05/05/2026
Ikuti Rapat Anev Kinerja TW I 2026, Kalapas Parigi Siap Tindak Lanjuti Arahan Menteri dan Evaluasi Pengawasan
Parigi – Kepala Lembaga Pemasyarakatan (Lapas) Kelas III Parigi, Fentje Mamirahi, bersama jajaran Pejabat Struktural mengikuti Rapat Analisis dan Evaluasi (Anev) Capaian Kinerja Triwulan I Tahun 2026 secara virtual pada Selasa (05/05). Kegiatan ini diselenggarakan oleh Kementerian Imigrasi dan Pemasyarakatan (Kemenimipas) dan membahas secara komprehensif capaian kinerja Inspektorat Jenderal.
Dalam arahannya, Menteri Kemenimipas, Agus Andrianto, menekankan sejumlah poin strategis. Pertama, terkait fungsi Kehumasan, ke depannya akan dibuatkan struktur jabatan yang lebih spesifik, khusus, dan independen secara linier mulai dari tingkat pusat hingga daerah. Kedua, Bapak Menteri menyinggung pentingnya penertiban kepemilikan aset-aset negara, khususnya di lingkungan Pemasyarakatan dan Imigrasi, yang pendataannya harus diperjelas. Terakhir, Beliau menegaskan bahwa bagi pegawai bermasalah yang sudah tidak dapat lagi dibina di tingkat daerah, akan ditarik untuk dilakukan pembinaan langsung di pusat.
Selain arahan dari Menteri, rapat ini juga memaparkan hasil pengawasan Inspektorat Jenderal. Dalam perannya sebagai pengawas, pendamping, dan konsultan, pengawasan difokuskan pada 4 hal prioritas utama, serta pendampingan pada 11 program prioritas lainnya di sektor jenderal.
Terkait penegakan kedisiplinan ASN sepanjang Januari hingga April 2026, tercatat telah diterbitkan 226 ekstrak putusan hukuman disiplin, yang mayoritas pelanggarannya didominasi oleh jajaran Pemasyarakatan. Pelanggaran terbanyak berupa ketidakhadiran (tidak masuk kerja) dan pelanggaran SOP. Profil pelanggar menunjukkan 94% adalah pegawai laki-laki, didominasi rentang usia 31-40 tahun, dan 62% berada pada level pelaksana operasional.
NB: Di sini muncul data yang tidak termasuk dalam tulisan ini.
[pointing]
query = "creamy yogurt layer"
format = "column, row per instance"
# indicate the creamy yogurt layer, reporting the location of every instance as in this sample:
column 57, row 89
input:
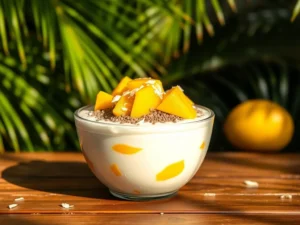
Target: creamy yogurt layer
column 89, row 114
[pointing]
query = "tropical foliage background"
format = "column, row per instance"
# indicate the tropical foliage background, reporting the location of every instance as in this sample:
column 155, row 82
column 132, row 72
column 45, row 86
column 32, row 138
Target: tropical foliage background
column 55, row 55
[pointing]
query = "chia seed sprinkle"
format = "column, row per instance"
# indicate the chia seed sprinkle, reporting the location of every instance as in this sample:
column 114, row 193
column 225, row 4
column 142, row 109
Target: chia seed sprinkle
column 155, row 116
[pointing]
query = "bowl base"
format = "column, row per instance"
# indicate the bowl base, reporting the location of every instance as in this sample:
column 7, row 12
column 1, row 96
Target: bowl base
column 142, row 197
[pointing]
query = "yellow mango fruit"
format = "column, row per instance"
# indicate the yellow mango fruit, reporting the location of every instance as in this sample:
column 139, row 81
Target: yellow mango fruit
column 103, row 101
column 123, row 106
column 145, row 100
column 174, row 103
column 136, row 83
column 121, row 86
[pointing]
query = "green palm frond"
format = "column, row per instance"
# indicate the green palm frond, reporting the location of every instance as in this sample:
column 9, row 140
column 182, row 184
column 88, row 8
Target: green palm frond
column 296, row 11
column 247, row 36
column 30, row 117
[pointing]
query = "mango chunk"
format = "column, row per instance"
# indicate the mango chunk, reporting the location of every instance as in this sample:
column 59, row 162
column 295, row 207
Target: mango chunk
column 181, row 93
column 123, row 106
column 174, row 103
column 103, row 101
column 136, row 83
column 121, row 86
column 145, row 100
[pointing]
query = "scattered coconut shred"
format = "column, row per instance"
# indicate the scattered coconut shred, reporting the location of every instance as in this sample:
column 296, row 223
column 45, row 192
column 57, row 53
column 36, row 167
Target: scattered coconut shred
column 66, row 205
column 19, row 199
column 251, row 184
column 11, row 206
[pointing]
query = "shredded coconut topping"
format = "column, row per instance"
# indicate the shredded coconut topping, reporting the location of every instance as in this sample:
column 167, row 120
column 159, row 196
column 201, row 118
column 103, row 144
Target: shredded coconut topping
column 116, row 98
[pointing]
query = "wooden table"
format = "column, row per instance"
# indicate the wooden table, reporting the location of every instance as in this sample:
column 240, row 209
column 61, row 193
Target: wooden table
column 45, row 180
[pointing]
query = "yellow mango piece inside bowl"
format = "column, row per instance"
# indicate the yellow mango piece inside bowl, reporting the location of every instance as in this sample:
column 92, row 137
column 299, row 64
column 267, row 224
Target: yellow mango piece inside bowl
column 123, row 106
column 175, row 103
column 145, row 100
column 121, row 86
column 103, row 101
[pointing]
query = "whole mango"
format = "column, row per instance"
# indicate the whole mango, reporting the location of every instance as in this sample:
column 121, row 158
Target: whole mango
column 259, row 125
Tindakan tegas juga telah diberikan dengan diberhentikannya 34 pegawai, di mana kasus pemicu tertingginya adalah masalah tidak masuk kerja serta tindak pidana. Sementara itu, terkait data pegawai yang berhadapan dengan hukum, terdapat 63 pegawai yang tersangkut masalah hukum, di mana 58 di antaranya berasal dari Ditjen Pemasyarakatan. Mayoritas kasus hukum tersebut adalah perkara narkotika yang penanganannya didominasi oleh Kepolisian.
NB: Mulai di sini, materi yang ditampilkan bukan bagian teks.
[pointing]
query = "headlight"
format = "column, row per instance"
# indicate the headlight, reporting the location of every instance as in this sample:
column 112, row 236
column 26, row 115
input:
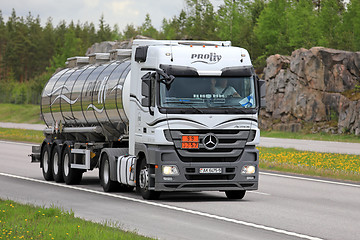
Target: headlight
column 171, row 170
column 248, row 169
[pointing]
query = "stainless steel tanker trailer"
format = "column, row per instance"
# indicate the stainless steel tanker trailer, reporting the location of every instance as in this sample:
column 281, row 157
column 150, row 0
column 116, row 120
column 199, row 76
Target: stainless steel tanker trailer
column 163, row 116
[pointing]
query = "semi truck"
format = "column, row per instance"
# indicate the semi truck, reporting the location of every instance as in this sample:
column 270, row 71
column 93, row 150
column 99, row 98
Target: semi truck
column 164, row 116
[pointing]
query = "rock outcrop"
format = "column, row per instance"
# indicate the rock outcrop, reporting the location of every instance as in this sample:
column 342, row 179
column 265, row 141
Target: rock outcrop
column 313, row 86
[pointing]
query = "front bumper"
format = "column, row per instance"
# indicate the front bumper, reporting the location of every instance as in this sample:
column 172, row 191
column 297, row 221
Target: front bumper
column 190, row 178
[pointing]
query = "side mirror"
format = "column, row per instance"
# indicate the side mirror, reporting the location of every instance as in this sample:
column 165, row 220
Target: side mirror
column 146, row 90
column 262, row 93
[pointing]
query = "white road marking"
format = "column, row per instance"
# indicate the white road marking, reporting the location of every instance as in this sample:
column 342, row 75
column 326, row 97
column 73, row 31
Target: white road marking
column 19, row 143
column 257, row 192
column 310, row 179
column 194, row 212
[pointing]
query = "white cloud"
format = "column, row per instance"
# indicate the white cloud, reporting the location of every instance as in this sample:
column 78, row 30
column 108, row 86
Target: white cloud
column 120, row 12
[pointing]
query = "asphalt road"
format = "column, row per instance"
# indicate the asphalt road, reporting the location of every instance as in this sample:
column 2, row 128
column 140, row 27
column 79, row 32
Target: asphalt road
column 285, row 207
Pada sektor pengelolaan keuangan negara, disampaikan p**a rekomendasi perbaikan Laporan Keuangan guna memitigasi risiko Opini BPK Tidak WTP. Langkah ini memerlukan intervensi sistematis, kolektif, dan preventif, di antaranya melalui penguatan sistem pengendalian internal, optimalisasi manajemen risiko, serta peningkatan kapasitas SDM pengelola keuangan di satuan kerja.
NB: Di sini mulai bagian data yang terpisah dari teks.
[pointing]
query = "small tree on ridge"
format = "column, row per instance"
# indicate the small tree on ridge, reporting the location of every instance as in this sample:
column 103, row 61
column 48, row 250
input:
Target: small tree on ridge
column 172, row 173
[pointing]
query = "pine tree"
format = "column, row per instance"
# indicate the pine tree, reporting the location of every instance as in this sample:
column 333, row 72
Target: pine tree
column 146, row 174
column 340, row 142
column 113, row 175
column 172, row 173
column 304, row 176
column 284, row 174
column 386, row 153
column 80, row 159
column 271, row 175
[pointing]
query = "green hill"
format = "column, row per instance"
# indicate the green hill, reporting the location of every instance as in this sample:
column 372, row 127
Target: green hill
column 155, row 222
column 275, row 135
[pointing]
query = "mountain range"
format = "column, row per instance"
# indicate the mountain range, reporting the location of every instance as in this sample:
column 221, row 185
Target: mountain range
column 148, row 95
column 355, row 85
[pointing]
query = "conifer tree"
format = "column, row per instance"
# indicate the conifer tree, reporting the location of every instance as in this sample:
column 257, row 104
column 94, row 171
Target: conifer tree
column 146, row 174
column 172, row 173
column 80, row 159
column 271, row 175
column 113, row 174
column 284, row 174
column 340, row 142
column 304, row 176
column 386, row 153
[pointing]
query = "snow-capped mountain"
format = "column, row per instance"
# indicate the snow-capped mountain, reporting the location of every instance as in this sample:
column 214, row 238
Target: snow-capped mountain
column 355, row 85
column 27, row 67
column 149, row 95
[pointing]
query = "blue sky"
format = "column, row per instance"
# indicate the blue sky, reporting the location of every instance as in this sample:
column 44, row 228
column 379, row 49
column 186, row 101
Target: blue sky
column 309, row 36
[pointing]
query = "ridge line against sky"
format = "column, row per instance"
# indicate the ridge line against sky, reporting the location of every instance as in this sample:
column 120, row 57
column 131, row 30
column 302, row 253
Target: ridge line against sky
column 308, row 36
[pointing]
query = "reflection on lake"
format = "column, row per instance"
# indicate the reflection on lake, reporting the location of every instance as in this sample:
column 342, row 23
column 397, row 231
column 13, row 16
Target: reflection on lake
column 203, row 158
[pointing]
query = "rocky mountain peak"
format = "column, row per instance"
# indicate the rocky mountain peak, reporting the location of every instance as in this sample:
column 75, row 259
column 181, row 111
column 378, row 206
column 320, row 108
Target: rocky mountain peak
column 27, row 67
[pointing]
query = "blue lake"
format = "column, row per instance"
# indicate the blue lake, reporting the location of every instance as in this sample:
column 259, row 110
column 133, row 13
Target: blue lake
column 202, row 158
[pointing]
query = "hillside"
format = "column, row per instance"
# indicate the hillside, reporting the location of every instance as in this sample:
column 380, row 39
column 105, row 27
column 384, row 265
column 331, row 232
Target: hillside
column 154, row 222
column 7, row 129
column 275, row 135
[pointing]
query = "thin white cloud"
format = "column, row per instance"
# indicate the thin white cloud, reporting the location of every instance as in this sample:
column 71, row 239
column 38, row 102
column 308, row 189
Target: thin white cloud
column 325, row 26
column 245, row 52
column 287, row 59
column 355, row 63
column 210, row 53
Menanggapi berbagai catatan evaluasi tersebut, Kepala Lapas Kelas III Parigi, Fentje Mamirahi, menyatakan kesiapannya. "Kami di Lapas Parigi berkomitmen penuh menindaklanjuti arahan Bapak Menteri. Evaluasi terkait kedisiplinan, penertiban aset, pengelolaan keuangan, hingga penguatan humas akan segera kami pedomani guna mencegah terjadinya pelanggaran serta meningkatkan pelayanan pemasyarakatan yang prima," tutupnya.